Mother’s Day can be hard. It can be hard for so many women and men for so many reasons. I think of dear friends whose mothers have passed away – whether their loss was this year or many years ago, this day is hard.
I think of close friends whose wives and sister in laws, the mother of their children or mother of their nieces and nephews have passed away. Again, whether their loss was this year or many years ago, this day is hard.
I think of beautiful friends who have such immense desire to be mothers but whose circumstance does not find them in the place where that is a possibility. Whether this is a recent discovery or something that’s been on their hearts for many many years, this day is hard.
I think of women (myself, my mother and mother in law included) who have had to say goodbye to children, who have had to grieve the loss of one who was a part of them. Whether this was 5 years ago or a decade ago, this day is hard.

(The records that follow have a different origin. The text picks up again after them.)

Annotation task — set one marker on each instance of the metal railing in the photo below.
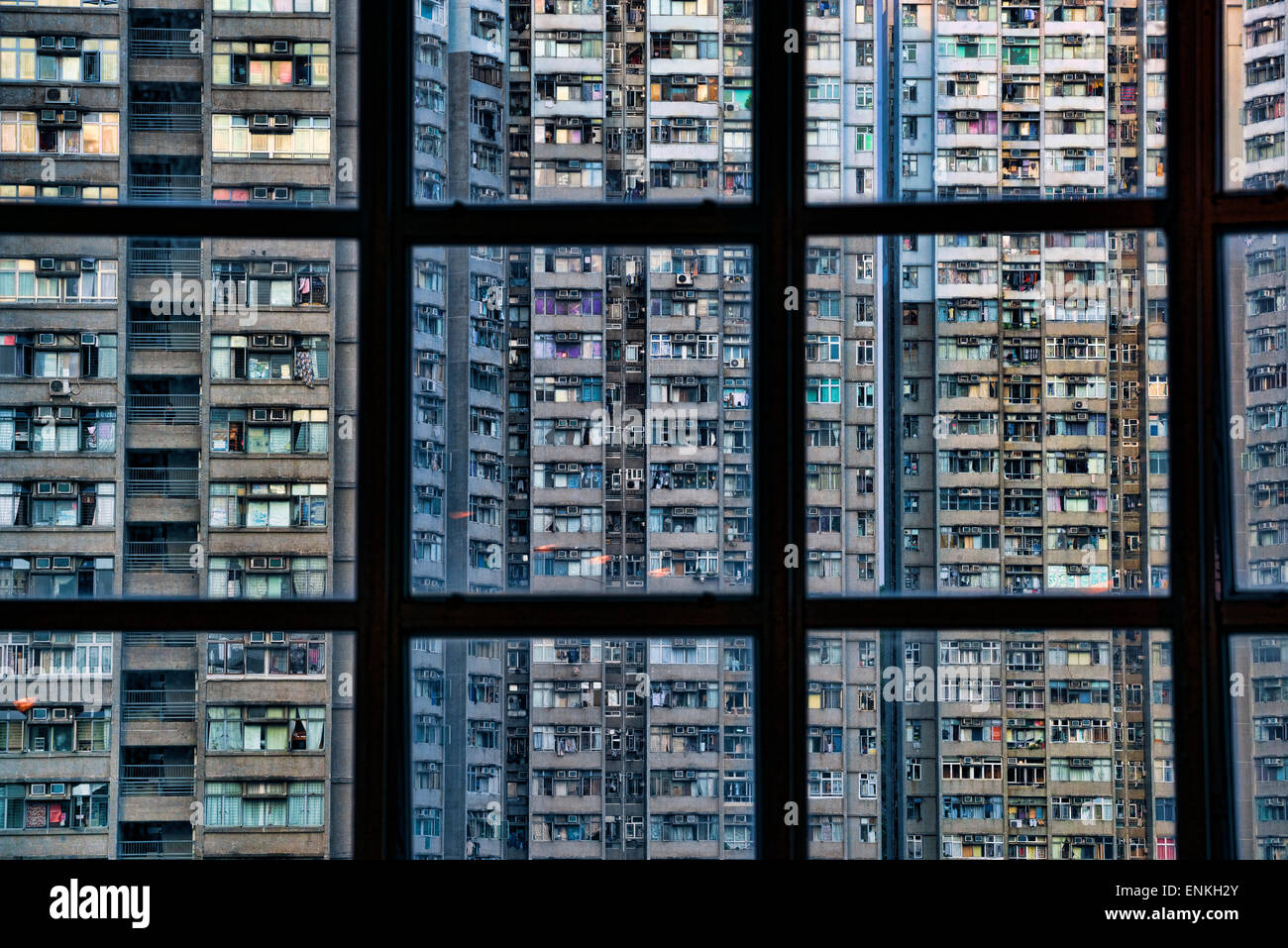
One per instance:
(159, 557)
(165, 188)
(154, 849)
(165, 262)
(162, 410)
(161, 639)
(161, 43)
(167, 704)
(161, 481)
(165, 335)
(159, 780)
(165, 116)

I think of amazing women whose mothers have had to say goodbye to their spouses. Women who have to watch their moms go on without their soulmate, their other half. Whether their loss is recent or many years ago, this day is hard.
And I think of our departure – in 10 short weeks we will be on a plane to Australia, en route to Papua New Guinea – and I will have left my mother, my grandmother and my mother in law behind. I will have left the incredible safety of our multi-generational living and our close knit family and I will be venturing out to see how I ‘mother’ without them there for constant back up.

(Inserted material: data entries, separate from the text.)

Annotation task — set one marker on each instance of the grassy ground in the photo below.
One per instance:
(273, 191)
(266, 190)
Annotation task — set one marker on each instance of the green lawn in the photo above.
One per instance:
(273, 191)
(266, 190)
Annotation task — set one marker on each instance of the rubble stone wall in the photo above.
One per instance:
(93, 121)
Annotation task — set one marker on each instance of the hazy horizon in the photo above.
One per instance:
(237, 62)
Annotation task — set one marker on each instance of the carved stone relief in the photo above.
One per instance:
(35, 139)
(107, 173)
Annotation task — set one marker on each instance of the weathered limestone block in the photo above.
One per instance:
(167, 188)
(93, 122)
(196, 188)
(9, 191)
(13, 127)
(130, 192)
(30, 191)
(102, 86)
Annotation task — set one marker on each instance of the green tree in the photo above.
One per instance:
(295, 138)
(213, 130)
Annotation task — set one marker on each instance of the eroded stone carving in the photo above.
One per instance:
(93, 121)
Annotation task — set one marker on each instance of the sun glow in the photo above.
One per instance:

I’m terrified. If you’re anything like me, on any given day, I have a distinct lingering feeling in the back of my mind that I’m messing something up in the mothering department. I have quirks, I have crazies, I have moments of insanity where I can hear myself talking to my kids and I don’t like what I hear but I struggle to change it. I have moments of victory contrasted with moments of defeat and I am constantly wondering if my children will turn out ok.
I turn to those around me for support. To other women who are on the same path and who share, with total honesty, their great and not-so-great mothering moments, to great friends who may not be mothers but who are an excellent source of wisdom & encouragement while also offering to love on my kids when my own tank is empty and to my mom. I turn to her the most. I turn to my mother – even if not always for advice, but often for a nod of approval, for a reminder that I’m doing ok – for just the slightest hint that she had days like these and yet we turned out ok.
I turn to my mom because I respect the hard work she and my dad did in parenting us. I respect the heart that she put into raising us to love Jesus. I respect the time and effort she put into teaching us to value faith, people and scholastic endeavours – in that order. I respect her ability to go on after the loss of one of her own children. I respect that she never let go of her love for Jesus, her love for people or her ability to achieve and use her gifts for God’s glory, even on days when I am certain she must have wanted to give up.
I respect her because I’m living a small portion of the struggles she has already walked through and I’m achieving a staggeringly low success rate on some days. I respect her because she’s mine and I would be lost without her.
We don’t always see eye to eye, I can’t honestly tell you that I ask her for advice or listen to her advice without getting defensive a good portion of the time. We are different and we are similar but we are each others and we are blessed to be walking this road together.
I am thankful, beyond words, that the women in my life, have demonstrated, lived and breathed that truth and that God has given me these women with whom I can walk through life – whether that means walking upstairs, across town, down the street, or calling on Skype in 10 short weeks.
So, to all of the women in my life and whatever you are walking through right now or whatever you have walked through, I pray that you would know that you are unique. I pray that you would know that you are loved. I pray that you would know that you are appreciated and I pray that someone would tell you that today, mother or not.
And whatever your expectations today, whatever your emotions, I pray for peace and I pray for joy.
And if, at any point, you feel weak from unmet expectations, I pray that you would know that weakness is to be celebrated and that weakness just makes room for God’s strength to carry you through something you were never meant to do alone and as he carries you, I pray that you would find joy. For ‘Joy is not dependent on the sumptuousness of our circumstances but the richness of Christ, who orders all our lives.” Calvin Miller.
May my expectations today (and every day) be of Christ and Christ alone. The One who will help me to be the mother my kids need and the One who will show me grace along the way.